A brand, Bijoor added, must be consistently positioned across product, packaging and service. Without that coherence, even expansion and innovation risk diluting the core, making it harder for consumers to understand what the brand truly stands for. 

Menus expanded to include vegetarian burgers, spicy sandwiches, and India-specific beverages. Each addition was an implicit admission that the core identity wasn't working. 

Phase 3: The "Coffee-First" Pivot (2019–2023) — A Last Attempt 

After the global Dunkin' brand dropped "Donuts" from its name in 2019 and repositioned as a beverage company, JFL tried to execute the same playbook in India. 

In November 2022, the company announced it would overhaul stores and revamp its menus to attract younger consumers, after citing a lack of profitability and operational inefficiencies. JFL closed 11 Dunkin' stores in the 12 months ended March 2023 and opened four new 'coffee-first' sites. With 21 stores then open, eight locations fully showcased the brand's renewed coffee-focused identity, including a range of cold espresso beverages. 

But the pivot came late — and into a far more crowded market. 

Domestic coffee chains Nothing Before Coffee, Blue Tokai and Barista had each outlined expansion plans. Tim Hortons and Pret A Manger had entered India.
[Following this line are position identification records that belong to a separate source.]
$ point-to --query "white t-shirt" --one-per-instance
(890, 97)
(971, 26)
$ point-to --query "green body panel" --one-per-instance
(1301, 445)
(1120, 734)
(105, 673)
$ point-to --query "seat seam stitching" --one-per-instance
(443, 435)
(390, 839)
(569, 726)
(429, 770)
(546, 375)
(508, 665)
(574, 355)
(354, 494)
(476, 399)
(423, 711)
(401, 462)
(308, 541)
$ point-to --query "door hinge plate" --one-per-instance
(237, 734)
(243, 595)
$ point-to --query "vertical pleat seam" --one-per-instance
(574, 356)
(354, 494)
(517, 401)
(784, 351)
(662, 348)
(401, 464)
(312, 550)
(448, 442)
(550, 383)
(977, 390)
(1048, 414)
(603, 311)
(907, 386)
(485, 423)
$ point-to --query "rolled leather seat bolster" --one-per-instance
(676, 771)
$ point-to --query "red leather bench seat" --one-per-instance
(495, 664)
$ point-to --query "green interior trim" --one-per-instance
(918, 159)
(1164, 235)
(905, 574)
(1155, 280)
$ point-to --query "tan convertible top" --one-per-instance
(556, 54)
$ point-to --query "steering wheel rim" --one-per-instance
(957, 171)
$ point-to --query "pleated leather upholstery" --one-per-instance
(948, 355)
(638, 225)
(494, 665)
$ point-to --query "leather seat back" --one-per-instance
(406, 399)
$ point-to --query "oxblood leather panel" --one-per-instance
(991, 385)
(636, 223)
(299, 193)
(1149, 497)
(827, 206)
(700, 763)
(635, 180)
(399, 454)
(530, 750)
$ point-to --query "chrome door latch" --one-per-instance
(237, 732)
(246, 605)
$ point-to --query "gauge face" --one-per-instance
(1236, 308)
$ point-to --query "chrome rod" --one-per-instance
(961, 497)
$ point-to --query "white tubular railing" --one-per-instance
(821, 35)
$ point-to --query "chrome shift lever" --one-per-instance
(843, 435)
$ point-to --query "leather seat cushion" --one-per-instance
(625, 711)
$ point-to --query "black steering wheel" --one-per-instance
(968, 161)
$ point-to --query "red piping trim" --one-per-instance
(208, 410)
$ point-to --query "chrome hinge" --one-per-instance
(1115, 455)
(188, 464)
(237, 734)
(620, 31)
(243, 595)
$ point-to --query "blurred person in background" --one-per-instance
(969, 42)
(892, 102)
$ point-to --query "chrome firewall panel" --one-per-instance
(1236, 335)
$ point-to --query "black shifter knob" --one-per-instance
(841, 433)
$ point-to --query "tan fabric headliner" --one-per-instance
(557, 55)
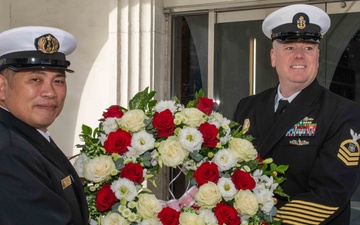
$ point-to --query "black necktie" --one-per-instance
(281, 107)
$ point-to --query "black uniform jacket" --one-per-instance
(318, 137)
(38, 184)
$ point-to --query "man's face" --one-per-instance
(296, 63)
(34, 96)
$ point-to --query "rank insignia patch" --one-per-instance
(349, 150)
(303, 128)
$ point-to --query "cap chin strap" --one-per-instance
(297, 36)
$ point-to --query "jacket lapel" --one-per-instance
(48, 149)
(298, 109)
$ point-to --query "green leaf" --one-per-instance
(142, 99)
(86, 130)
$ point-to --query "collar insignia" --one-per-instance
(47, 44)
(66, 182)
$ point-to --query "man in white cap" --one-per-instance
(304, 125)
(37, 182)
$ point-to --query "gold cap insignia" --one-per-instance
(301, 23)
(47, 44)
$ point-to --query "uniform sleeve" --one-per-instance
(333, 178)
(27, 191)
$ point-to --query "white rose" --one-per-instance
(225, 159)
(148, 206)
(208, 216)
(187, 218)
(265, 199)
(133, 120)
(208, 195)
(124, 188)
(171, 152)
(227, 188)
(98, 168)
(243, 149)
(113, 219)
(194, 117)
(151, 221)
(163, 105)
(246, 203)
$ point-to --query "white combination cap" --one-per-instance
(300, 22)
(33, 47)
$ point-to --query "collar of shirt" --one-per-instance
(45, 134)
(280, 96)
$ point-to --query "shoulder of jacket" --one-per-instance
(4, 135)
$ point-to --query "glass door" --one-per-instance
(242, 58)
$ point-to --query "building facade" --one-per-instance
(177, 47)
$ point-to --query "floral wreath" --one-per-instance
(231, 184)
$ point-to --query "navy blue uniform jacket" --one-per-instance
(318, 137)
(38, 184)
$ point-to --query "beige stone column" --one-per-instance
(142, 58)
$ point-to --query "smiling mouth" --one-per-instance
(298, 67)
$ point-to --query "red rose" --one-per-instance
(206, 172)
(209, 133)
(164, 123)
(242, 180)
(113, 111)
(118, 142)
(226, 214)
(205, 105)
(169, 216)
(133, 172)
(105, 198)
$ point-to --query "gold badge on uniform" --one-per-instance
(349, 150)
(66, 182)
(47, 44)
(301, 23)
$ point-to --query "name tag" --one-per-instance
(66, 182)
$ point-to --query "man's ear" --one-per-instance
(3, 87)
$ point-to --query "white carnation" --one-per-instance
(191, 139)
(243, 149)
(113, 219)
(151, 221)
(110, 124)
(192, 117)
(98, 168)
(225, 159)
(140, 143)
(171, 152)
(124, 188)
(163, 105)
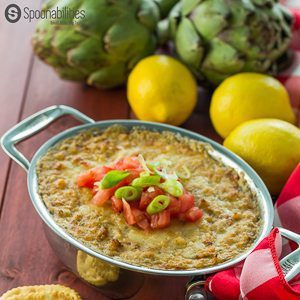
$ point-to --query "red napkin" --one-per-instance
(260, 276)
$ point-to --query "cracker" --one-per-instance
(41, 292)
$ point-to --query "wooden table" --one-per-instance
(27, 85)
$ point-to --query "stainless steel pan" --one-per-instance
(68, 249)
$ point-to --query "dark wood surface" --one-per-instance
(26, 86)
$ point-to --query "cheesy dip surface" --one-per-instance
(231, 218)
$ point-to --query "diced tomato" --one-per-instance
(95, 189)
(128, 213)
(147, 197)
(126, 163)
(117, 204)
(161, 220)
(88, 178)
(140, 218)
(187, 201)
(175, 206)
(193, 214)
(102, 196)
(105, 169)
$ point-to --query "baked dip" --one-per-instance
(152, 199)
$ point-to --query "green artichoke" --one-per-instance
(101, 48)
(218, 38)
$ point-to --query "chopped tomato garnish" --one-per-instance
(187, 201)
(126, 163)
(128, 213)
(88, 178)
(95, 189)
(193, 214)
(147, 197)
(175, 206)
(141, 218)
(140, 210)
(102, 196)
(117, 204)
(161, 220)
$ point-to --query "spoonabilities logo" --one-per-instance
(13, 13)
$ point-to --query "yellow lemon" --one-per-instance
(248, 96)
(270, 146)
(162, 89)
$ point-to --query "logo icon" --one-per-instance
(13, 13)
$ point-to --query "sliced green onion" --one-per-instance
(112, 178)
(173, 187)
(183, 172)
(158, 204)
(146, 181)
(143, 174)
(129, 193)
(144, 164)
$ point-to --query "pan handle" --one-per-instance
(34, 124)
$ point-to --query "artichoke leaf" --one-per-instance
(148, 15)
(188, 6)
(89, 55)
(108, 77)
(125, 38)
(210, 18)
(149, 49)
(65, 39)
(165, 6)
(223, 58)
(189, 44)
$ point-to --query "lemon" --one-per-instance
(270, 146)
(161, 89)
(248, 96)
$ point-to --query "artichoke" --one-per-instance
(218, 38)
(102, 47)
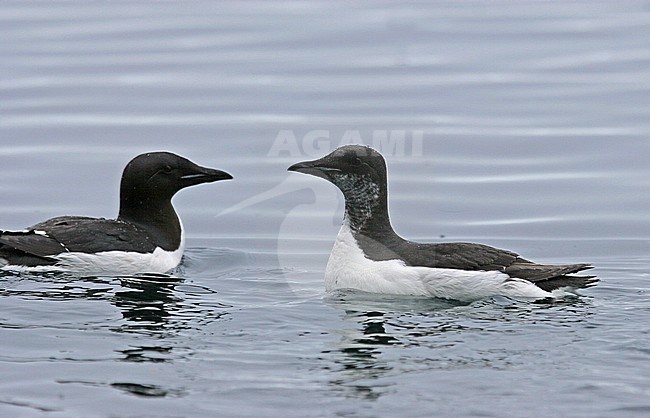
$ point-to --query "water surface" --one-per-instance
(534, 125)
Tata Starbucks ended March 2023 with 333 stores, adding 71 in a single year. 

Dunkin' was attempting a repositioning with 21 stores against competitors with hundreds — and growing. The structural disadvantage was insurmountable. 

The Numbers: 3–4 Year Financial Reality 

Compiled across both JFL annual reports and the February 2026 investor presentation: 

The brand contributed about 0.61% of JFL's total revenue and a loss of roughly ₹191 million (₹19.1 crore) in fiscal year 2025. On a revenue of ₹37 crore, that's a loss margin of over 50%. JFL's total revenue in FY25 was ₹6,104 crore. Dunkin' was rounding-error scale with negative returns. 

The investor presentation framing from February 2026 labelled Dunkin' and Hong's Kitchen together as "Emerging business units drag on margins — focus on unit economics." Not a growth story. A drag story. 

A Forgettable Exit: 2026 

The decision, approved by JFL's board on March 30, 2026, ends a relationship that began with the MUDFA signed on February 24, 2011. JFL will evaluate options including rationalisation of certain stores, sale of physical equipment and store infrastructure, and transfer of franchise rights — all in consultation with Dunkin's brand owners. 

JFL will not renew its franchise agreement with Dunkin' once the arrangement ends on December 31, 2026. 

JFL has clarified that the exit will not have a material operational or financial impact on its overall business. That sentence is itself the final verdict on Dunkin' in India — at the end of a 15-year run, the company's departure is financially immaterial. 

In that sense, the failure was not just operational but conceptual. When positioning falters, as Bijoor put it, you risk losing the plot.